Kırkpınar’daki Teleferik Projesi aylardır Sakarya gündeminde…
Projenin alt istasyonun yapılacağı alanın, ortak kullanım şartıyla atalarınca hibe edildiğini belirten mahalleli yaklaşık aydır direniyor.
Projenin hukuka aykırı olduğunu, aynı zamanda bölgede çevre felaketine neden olacağını dile getiren mahallelinin tüm itirazını ne yazık ki pek önemseyen yok.
Sapanca Belediye Başkanı Özcan Özen, komisyon başkanı olarak ihalesini yaptığı projeye doğal olarak karşı duramıyor. Halkın kendisine gösterdiği tepkilere de ‘Elimden gelen bir şey yok’ dercesine yanıt verip çaresizliğini dile getiriyor.
Zoraki katıldığı bir toplantıda halkın yoğun tepkisi üzerine, biraz da politik kaygılarla ‘çözüm bulacaklarını’ ve ‘o güne kadar çalışmaların duracağını’ söyleyen Büyükşehir Belediye Başkanı Ekrem Yüce bugünlerde bu konuda hiç söz etmiyor.
Yaptığı son basın toplantısında söze başlamadan önce Kırkpınar’a gittiğini ve halkın karşı olduğu bir şeyin gerçekleşmeyeceğini söyleyen AKP Genel Başkan Yardımcısı Ali İhsan Yavuz’a ise hiç ulaşılamıyor. Mahallelinin ifadesi bu.
Direnişin başlangıcında destek veren meslek örgütleri, çevreci örgütler ve çevreciler de mahalle halkının tüm toplantılarda ısrarla dile getirdiği ‘biz projeye değil, yerine karşıyız” söylemleri üzerine haklı olarak kendilerini geriye çektiler.

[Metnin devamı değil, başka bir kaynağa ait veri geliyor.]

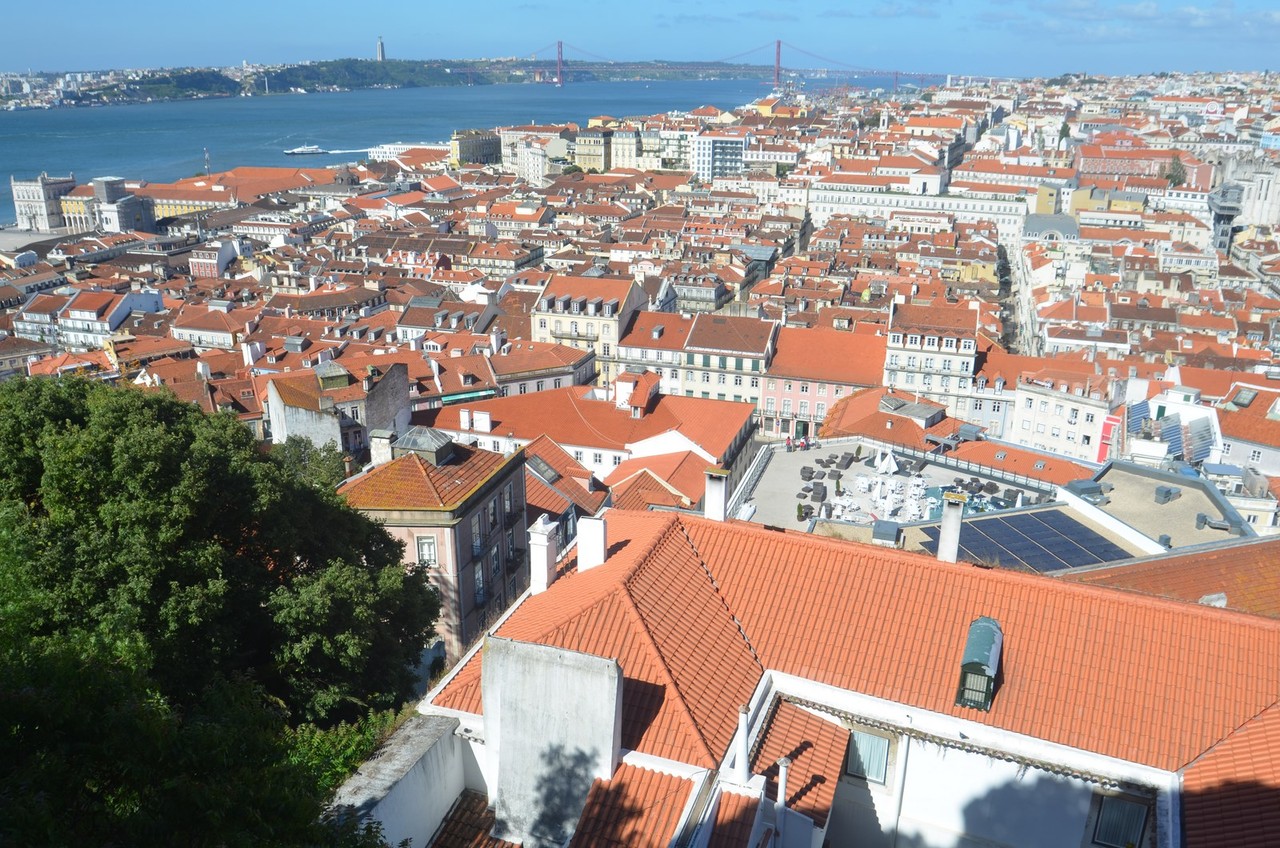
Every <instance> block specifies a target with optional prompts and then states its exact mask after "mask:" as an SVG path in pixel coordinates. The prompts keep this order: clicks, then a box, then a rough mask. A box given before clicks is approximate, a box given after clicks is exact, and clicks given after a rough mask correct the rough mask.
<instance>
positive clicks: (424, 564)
mask: <svg viewBox="0 0 1280 848" xmlns="http://www.w3.org/2000/svg"><path fill="white" fill-rule="evenodd" d="M415 541H416V542H417V565H419V567H421V569H434V567H435V537H434V535H420V537H417V538H416V539H415Z"/></svg>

Öyle sanıyorum ki, AKP’li belediye başkanlarının, genel başkan yardımcısının sözlerine inanan, hatta son çare olarak Cumhurbaşkanı’na rahatlıkla ulaşacağını düşünerek yanıldıklarını anlayan Kırkpınarlılar, son günlerde ‘Projeye değil yerine karşıyız’ söyleminden vazgeçip, Teleferik Projesi’nin Sapanca’da çevre felaketine yol açacağını yinelemeye başladılar.
Doğru da yaptılar.
Ve bu aşamada, direnişin önceki safhalarının hiçbir bölümünde bulunmayan, kamuoyuna tek satır bile açıklama yapmayan sürpriz bir destekle umutlandılar.
Konuya müdahil olma kararı alan Sakarya Barosu Başkanı Av. Abdurrahim Burak ile Baro Çevre Komisyonu Başkanı Av. Elif Yar mahalleli ile görüşüp yeni bir mücadele başlattılar.

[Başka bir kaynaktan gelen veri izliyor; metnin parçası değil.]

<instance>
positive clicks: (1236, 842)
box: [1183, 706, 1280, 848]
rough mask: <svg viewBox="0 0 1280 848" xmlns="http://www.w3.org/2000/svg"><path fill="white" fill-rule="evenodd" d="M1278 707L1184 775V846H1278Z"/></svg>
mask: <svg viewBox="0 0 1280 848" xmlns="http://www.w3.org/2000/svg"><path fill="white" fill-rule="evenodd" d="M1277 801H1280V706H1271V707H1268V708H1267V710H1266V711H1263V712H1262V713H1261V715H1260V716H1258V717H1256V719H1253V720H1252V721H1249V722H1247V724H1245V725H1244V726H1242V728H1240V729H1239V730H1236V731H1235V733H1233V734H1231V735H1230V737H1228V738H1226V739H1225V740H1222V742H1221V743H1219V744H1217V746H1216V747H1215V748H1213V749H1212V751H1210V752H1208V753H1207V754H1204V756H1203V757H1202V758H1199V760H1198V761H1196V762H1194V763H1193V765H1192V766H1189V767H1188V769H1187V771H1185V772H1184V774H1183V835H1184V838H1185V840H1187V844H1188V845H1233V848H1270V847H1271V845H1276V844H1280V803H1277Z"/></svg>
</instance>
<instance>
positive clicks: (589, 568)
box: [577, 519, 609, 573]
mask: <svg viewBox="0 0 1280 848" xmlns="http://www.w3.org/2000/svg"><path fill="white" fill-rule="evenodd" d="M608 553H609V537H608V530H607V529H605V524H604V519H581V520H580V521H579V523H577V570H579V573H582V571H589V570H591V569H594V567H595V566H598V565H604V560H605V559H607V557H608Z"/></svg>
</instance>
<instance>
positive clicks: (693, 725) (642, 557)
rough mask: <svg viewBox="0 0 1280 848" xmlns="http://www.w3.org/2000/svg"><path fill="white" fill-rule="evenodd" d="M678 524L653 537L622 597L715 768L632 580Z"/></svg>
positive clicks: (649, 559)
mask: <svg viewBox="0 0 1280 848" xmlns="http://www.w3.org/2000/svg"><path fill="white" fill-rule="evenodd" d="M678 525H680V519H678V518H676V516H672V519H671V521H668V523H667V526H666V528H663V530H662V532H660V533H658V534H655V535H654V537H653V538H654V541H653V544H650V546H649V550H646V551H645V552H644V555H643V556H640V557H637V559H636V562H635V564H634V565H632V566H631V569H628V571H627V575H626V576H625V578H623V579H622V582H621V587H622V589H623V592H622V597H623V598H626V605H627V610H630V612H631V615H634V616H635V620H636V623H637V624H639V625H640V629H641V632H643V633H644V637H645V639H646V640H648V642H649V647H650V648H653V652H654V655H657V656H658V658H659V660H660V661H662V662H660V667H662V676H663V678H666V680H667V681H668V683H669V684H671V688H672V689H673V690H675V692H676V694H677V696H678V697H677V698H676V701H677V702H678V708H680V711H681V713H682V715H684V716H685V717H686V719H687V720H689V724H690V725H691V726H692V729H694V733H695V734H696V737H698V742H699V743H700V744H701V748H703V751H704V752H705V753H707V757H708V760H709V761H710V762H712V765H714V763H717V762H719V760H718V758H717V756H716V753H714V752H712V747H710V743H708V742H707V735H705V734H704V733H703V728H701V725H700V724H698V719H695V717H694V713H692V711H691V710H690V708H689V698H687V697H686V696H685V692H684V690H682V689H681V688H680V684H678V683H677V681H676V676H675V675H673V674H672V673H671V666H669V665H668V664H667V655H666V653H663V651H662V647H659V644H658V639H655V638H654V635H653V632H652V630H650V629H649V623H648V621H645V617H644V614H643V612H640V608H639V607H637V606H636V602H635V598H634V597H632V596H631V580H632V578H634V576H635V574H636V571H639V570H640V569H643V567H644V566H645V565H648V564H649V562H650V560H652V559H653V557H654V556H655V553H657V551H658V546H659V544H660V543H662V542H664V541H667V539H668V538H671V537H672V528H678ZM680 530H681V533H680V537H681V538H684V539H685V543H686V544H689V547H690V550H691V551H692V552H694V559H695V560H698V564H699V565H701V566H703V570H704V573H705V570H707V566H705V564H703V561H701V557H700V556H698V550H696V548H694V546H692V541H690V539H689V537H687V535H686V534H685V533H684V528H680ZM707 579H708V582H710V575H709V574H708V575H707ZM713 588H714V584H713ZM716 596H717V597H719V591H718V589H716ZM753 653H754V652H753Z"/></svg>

Sermayenin siyasetle, siyasetin adalet mekanizmasıyla, hukukçularla (!), sermayenin ve siyasetin medya ile ne kadar iç içe olduğunu bildiğim için belirtmekte yarar görüyorum ki, şüphelerim var.
Tüm kalbimle, zor geçecek bu mücadelenin başarıya ulaşmasını diliyorum.

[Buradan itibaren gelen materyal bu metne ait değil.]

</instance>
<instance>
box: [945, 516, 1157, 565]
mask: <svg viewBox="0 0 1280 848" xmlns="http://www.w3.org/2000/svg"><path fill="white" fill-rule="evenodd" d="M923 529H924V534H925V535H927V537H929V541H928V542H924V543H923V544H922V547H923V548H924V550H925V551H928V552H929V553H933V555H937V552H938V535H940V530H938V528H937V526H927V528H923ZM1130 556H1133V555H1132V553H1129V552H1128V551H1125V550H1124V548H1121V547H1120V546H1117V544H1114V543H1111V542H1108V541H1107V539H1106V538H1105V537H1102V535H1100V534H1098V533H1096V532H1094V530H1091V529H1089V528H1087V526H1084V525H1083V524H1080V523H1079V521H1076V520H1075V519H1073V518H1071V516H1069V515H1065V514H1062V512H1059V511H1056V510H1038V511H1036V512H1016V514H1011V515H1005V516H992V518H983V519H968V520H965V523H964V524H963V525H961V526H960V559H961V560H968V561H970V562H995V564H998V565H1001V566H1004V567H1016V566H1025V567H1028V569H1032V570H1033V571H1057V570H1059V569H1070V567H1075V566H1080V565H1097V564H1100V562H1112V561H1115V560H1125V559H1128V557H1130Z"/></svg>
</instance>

Kenti yönetenler ne yapıyor?
Sakarya Ticaret ve Sanayi Odası’nın (SATSO) 10 Ocak Çalışan Gazeteciler Günü’ndeki toplantısına, rahatsızlığım nedeniyle katılamamıştım.
Toplantıda gazeteciler arasında online bir anket yapılmış. Sakarya’nın öncelikli sorunu olarak neler ön plana çıkmaktadır diye sorulmuş ve yoğunlukla ulaşım, işsizlik, eğitim, deprem, yönetim ve lobi, sağlık yanıtları alınmış. Bunların yanı sıra, vergi iadeleri sorunu, şehirleşme, tarım alanlarının yok olması ve turizm potansiyelinin değerlendirilemeyişi gibi yanıtlar da verilmiş. Bu anketin sonucunu değerlendirdiğimde, ‘yıllardır bu kenti yönelenler ne yapıyor?’ demekten kendimi alamadım.
Sayılan ulaşım, işsizlik, eğitim, deprem önlemlerini çıkardığınızda geriye sadece sağlık kalıyor. Onun hali de ortada…
Tarım alanlarının hızla yok olması, Sakaryalıları cezalandıran bir uygulama olan Büyükşehir Belediyesi’nin gelirlerindeki KDV kesintisi gibi sorunlar da cabası...
Sorunun cevabını bulamadım, belki bu yazıyı okuyanlarda bir yanıt vardır.